Advance Care Planning in Mental Health
Summary
One of the care models with proven effectiveness in achieving an integrated and continuous healthcare system is the Collaborative or Cooperative Model . These models include decision-making tools, such as advance directives , consideration of the patient's preferences, and preparedness to offer alternative treatment options.
In this article, we delve deeper into the definition of this tool, how to use it, what content can be included, what the preparation phases are, as well as the role and relationship of professionals and users of mental health services in this context.
The historical evolution of the incorporation of rights into the care model and the paradigm shift of the community care model, active participation and the incorporation of the person's rights into the care model will be the foundations that guarantee equity in care for people with mental health problems.
Part of the human rights framework that regulates how people diagnosed with a mental disorder should be cared for is based on the Convention on the Rights of Persons with Disabilities , adopted by the United Nations in 2006 , which includes in its Article 3 the principle of "respect for inherent dignity, individual autonomy including freedom to make one's own choices and independence of persons."
The World Health Organization (WHO) and international mental health policies also advocate for a recovery- based care model and community-based approach, promoting the empowerment of individuals and families by placing them at the center of decision-making.

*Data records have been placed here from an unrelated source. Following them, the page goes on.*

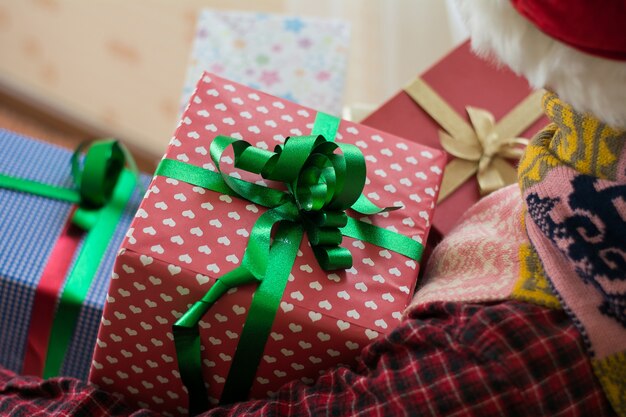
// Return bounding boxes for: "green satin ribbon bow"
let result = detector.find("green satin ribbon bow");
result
[156,113,422,415]
[0,140,138,378]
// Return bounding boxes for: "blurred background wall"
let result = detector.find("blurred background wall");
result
[0,0,465,157]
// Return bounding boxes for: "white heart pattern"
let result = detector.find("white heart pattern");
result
[92,75,445,415]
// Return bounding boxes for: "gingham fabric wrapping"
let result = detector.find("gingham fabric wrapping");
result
[0,130,150,379]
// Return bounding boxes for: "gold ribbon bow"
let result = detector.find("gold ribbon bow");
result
[404,78,543,202]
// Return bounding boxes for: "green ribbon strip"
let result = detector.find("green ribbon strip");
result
[163,113,423,415]
[0,140,138,378]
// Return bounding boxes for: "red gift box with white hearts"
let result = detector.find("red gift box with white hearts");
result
[90,74,445,415]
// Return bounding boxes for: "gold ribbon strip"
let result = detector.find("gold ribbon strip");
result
[404,78,544,202]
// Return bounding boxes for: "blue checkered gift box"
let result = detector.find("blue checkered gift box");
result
[0,129,150,379]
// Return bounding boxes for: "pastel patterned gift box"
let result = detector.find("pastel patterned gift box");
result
[0,130,147,379]
[183,9,350,115]
[90,73,445,415]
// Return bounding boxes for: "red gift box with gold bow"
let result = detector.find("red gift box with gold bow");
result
[362,42,547,243]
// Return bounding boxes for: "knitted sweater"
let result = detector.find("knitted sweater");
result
[412,93,626,415]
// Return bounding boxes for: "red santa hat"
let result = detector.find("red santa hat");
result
[511,0,626,61]
[457,0,626,128]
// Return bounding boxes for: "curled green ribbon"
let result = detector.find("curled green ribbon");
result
[0,140,138,378]
[163,113,422,415]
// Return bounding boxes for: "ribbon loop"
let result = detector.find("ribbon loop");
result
[404,78,543,202]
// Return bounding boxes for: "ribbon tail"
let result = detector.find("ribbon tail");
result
[437,158,478,203]
[341,217,424,261]
[172,266,256,416]
[172,320,209,416]
[43,170,136,378]
[220,222,304,404]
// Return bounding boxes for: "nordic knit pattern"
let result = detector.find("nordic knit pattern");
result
[519,94,626,415]
[413,93,626,416]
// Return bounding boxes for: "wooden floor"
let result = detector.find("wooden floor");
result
[0,93,158,173]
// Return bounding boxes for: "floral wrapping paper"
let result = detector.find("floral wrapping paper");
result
[182,9,350,115]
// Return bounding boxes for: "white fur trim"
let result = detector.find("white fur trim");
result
[457,0,626,128]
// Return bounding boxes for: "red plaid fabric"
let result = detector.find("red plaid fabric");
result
[0,301,615,417]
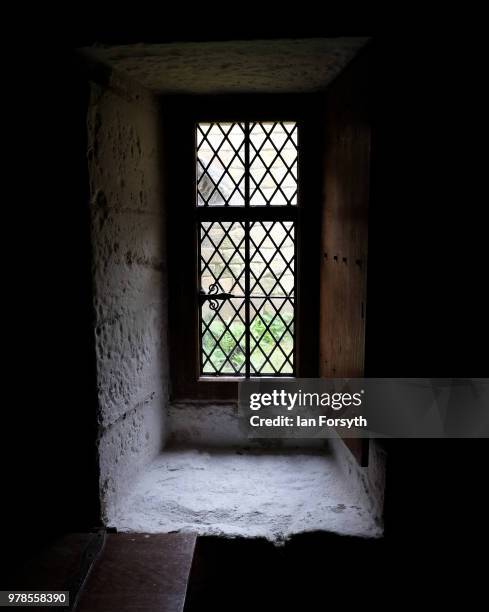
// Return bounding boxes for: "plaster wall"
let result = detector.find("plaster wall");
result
[87,74,168,521]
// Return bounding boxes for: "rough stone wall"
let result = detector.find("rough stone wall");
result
[167,402,327,449]
[88,75,168,521]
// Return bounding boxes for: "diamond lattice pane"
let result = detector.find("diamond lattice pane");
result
[196,123,245,206]
[200,221,246,376]
[250,122,297,206]
[250,221,295,375]
[200,221,246,296]
[201,298,246,376]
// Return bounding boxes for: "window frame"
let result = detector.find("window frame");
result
[194,119,301,382]
[163,95,321,404]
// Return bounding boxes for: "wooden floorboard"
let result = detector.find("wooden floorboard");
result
[77,533,196,612]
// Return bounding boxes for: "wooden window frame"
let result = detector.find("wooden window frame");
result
[163,95,321,403]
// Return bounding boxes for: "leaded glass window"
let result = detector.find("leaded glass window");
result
[195,121,298,377]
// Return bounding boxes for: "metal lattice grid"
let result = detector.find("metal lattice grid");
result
[249,122,297,206]
[200,221,295,376]
[249,221,295,376]
[196,123,245,206]
[200,221,246,375]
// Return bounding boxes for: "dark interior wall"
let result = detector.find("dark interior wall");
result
[0,48,99,573]
[87,69,168,523]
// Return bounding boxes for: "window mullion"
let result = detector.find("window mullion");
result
[245,121,251,378]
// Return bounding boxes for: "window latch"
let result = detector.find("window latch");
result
[199,283,235,310]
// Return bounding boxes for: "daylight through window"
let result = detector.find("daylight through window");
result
[196,122,298,377]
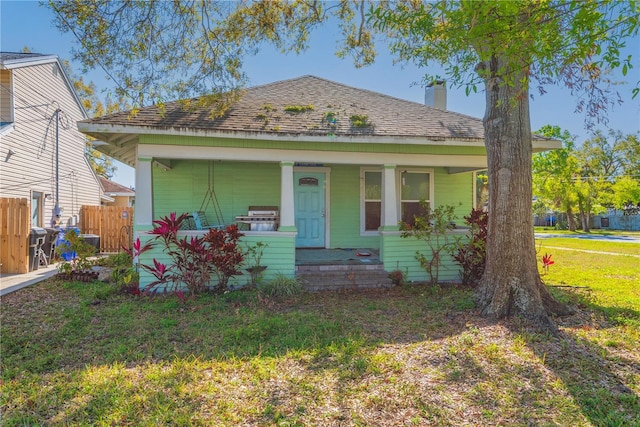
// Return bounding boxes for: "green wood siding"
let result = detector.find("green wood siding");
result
[153,160,280,225]
[331,165,380,249]
[433,168,473,221]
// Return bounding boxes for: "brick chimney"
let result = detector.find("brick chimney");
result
[424,80,447,110]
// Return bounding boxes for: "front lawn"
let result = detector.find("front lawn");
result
[0,243,640,426]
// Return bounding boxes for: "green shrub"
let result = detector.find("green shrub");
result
[258,274,302,297]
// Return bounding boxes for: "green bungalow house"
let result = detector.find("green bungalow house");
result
[78,76,559,286]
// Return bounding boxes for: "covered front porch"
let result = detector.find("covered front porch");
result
[134,138,485,290]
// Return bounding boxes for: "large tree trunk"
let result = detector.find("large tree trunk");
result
[476,57,569,333]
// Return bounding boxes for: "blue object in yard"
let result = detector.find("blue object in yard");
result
[56,227,80,261]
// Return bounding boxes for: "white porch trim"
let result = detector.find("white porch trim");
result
[134,156,153,226]
[380,164,398,230]
[136,144,487,169]
[278,161,296,232]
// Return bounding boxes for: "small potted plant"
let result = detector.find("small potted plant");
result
[245,242,269,286]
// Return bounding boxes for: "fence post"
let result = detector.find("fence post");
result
[0,198,31,274]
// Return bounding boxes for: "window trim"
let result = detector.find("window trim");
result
[360,166,382,236]
[396,168,435,221]
[360,166,435,237]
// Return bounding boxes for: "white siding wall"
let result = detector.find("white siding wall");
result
[0,63,102,227]
[0,70,13,122]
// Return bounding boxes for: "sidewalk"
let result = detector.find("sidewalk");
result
[0,263,58,296]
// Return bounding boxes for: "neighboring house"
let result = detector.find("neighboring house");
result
[78,76,559,286]
[0,52,102,231]
[98,176,136,208]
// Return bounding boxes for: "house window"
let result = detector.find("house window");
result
[31,191,44,227]
[362,170,382,233]
[400,170,433,225]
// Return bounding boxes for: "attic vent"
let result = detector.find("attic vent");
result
[298,177,318,187]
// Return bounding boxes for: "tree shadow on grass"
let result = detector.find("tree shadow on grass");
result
[527,289,640,426]
[2,284,471,425]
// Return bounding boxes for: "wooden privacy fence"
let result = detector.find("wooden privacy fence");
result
[80,206,133,252]
[0,198,31,274]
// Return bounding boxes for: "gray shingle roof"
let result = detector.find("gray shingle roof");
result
[84,76,484,141]
[98,176,136,196]
[0,52,56,65]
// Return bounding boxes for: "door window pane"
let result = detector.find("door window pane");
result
[364,171,382,231]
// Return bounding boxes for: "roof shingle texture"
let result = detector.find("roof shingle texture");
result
[98,176,136,196]
[85,76,484,140]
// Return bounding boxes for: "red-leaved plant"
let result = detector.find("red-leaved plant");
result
[134,212,243,295]
[542,253,555,273]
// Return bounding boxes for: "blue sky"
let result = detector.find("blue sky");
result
[0,0,640,186]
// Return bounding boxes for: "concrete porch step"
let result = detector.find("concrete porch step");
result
[296,264,392,291]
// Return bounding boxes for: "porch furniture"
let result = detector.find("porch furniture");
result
[191,211,224,230]
[236,206,280,231]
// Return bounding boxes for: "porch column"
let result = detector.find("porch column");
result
[278,162,297,231]
[379,165,398,231]
[134,157,153,227]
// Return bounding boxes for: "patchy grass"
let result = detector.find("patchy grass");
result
[534,227,640,237]
[537,238,640,320]
[538,237,640,255]
[0,247,640,426]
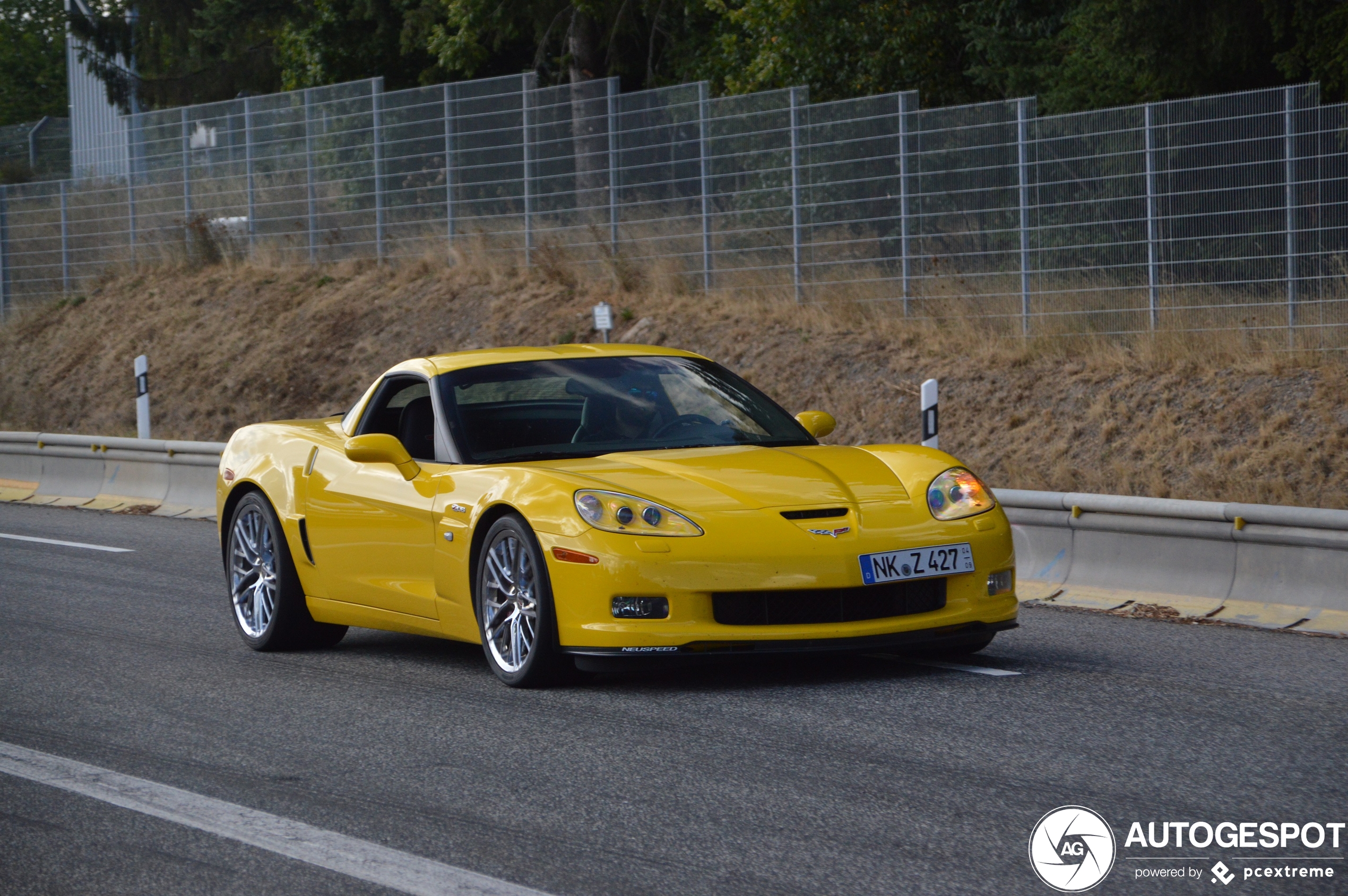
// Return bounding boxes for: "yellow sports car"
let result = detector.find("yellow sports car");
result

One of the care models with evidence of effectiveness in achieving an integrated and continuous health system is the Collaborative or Cooperation Model .
These models include decision-making tools, such as advance directives , taking into account the preferences of the person being cared for, and being prepared to offer other therapeutic options.

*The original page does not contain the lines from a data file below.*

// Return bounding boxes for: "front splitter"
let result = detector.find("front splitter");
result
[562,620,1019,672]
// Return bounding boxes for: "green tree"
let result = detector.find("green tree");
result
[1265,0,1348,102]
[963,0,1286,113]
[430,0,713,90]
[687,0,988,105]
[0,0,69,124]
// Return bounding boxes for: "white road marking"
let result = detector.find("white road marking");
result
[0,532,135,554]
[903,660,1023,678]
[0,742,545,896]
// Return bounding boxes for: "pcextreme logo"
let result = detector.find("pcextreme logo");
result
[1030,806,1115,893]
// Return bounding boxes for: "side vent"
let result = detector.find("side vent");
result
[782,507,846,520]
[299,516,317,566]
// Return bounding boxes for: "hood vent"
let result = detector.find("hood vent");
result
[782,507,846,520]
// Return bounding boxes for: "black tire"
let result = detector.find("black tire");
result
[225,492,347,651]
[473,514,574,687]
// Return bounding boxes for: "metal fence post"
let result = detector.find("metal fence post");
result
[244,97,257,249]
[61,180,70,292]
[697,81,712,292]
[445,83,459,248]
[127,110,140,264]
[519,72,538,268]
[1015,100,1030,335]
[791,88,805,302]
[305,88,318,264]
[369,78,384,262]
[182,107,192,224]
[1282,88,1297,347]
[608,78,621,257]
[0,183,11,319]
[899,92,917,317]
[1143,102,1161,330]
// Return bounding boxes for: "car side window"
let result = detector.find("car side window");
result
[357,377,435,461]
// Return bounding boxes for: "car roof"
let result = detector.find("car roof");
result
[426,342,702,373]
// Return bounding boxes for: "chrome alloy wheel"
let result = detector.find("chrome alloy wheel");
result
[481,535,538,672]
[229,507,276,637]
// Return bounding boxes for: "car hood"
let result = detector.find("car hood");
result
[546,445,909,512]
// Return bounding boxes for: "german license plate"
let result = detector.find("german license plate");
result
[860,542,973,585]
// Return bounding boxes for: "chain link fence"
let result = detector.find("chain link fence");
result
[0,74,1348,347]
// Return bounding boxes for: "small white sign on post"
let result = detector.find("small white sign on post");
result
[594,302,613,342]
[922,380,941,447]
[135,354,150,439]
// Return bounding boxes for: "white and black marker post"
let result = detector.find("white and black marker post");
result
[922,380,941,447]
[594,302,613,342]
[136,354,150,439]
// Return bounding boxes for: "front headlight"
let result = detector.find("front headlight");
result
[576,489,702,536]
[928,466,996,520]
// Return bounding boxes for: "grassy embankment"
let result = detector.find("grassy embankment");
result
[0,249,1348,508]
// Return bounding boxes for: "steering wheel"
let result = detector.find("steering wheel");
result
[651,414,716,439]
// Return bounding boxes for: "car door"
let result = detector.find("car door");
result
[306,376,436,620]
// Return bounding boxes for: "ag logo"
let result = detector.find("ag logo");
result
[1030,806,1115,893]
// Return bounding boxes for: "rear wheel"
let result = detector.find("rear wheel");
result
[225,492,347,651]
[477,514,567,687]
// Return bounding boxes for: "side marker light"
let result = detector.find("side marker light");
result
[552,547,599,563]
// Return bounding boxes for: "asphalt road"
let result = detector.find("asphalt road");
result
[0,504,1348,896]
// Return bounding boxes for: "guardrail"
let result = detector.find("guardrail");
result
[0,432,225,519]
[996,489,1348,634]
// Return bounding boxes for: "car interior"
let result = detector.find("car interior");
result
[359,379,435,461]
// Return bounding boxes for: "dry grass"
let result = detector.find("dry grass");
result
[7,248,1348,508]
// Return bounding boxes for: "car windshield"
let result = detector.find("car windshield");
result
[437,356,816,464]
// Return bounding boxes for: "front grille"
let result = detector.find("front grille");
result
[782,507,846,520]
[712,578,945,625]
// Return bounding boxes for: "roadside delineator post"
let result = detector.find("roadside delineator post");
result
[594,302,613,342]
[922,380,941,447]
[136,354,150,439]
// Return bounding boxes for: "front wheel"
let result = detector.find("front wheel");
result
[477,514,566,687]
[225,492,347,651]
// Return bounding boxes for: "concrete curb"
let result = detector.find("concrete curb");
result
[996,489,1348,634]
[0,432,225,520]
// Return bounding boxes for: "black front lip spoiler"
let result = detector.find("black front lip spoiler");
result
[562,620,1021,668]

Advance Decision Planning (ADP) It is then defined as "a deliberative and structured process through which a person expresses their values, desires and preferences and, in accordance with these and in collaboration with their affective environment and their reference care team, formulates and plans how they would like the care they should receive to be in the face of a situation of clinical complexity or serious illness that is expected to occur within a certain and relatively short period of time, or in an end-of-life situation, especially in those circumstances in which they are not in a position to decide" (Generalitat de Catalunya, 2016).
The PDA strengthens the relational and dialogue process between professionals and users of mental health services
Introducing the use of PDA in the field of mental health creates opportunities to improve the quality of life of the person, promotes development and facilitates the relationship of trust and dialogue between the person and the professional team, turning the person into an active agent, favors autonomy and empowerment in decision-making regarding their health, and consequently the alliance between the different parties involved in the prevention of relapses.
Mental health associations, both those directly affected and their families, value Advance Care Planning as a way to provide support and response to relapses or crises. This is based on the understanding that in times of great psychological suffering, when the ability to make decisions is temporarily diminished, people may find themselves in a vulnerable situation, at risk of having their rights violated, such as not respecting their decisions or preferences regarding care and how the problem is addressed.
In this sense, the PDA, through a structured deliberative process, takes into account the values and preferences according to how the person wants healthcare to be during hospitalization or stays in health services, and also allows us to identify warning signs, symptoms and express actions that help or do not help the person feel well, visit preferences, preferences regarding professionals, preferences in therapeutic actions and personal habits.
The PDA in mental health is a clear indicator of the paradigm shift in the care model
The Advance Decision Planning model serves to promote and guarantee the person's capacity for self-determination in conditions of clinical stability even in the midst of a crisis.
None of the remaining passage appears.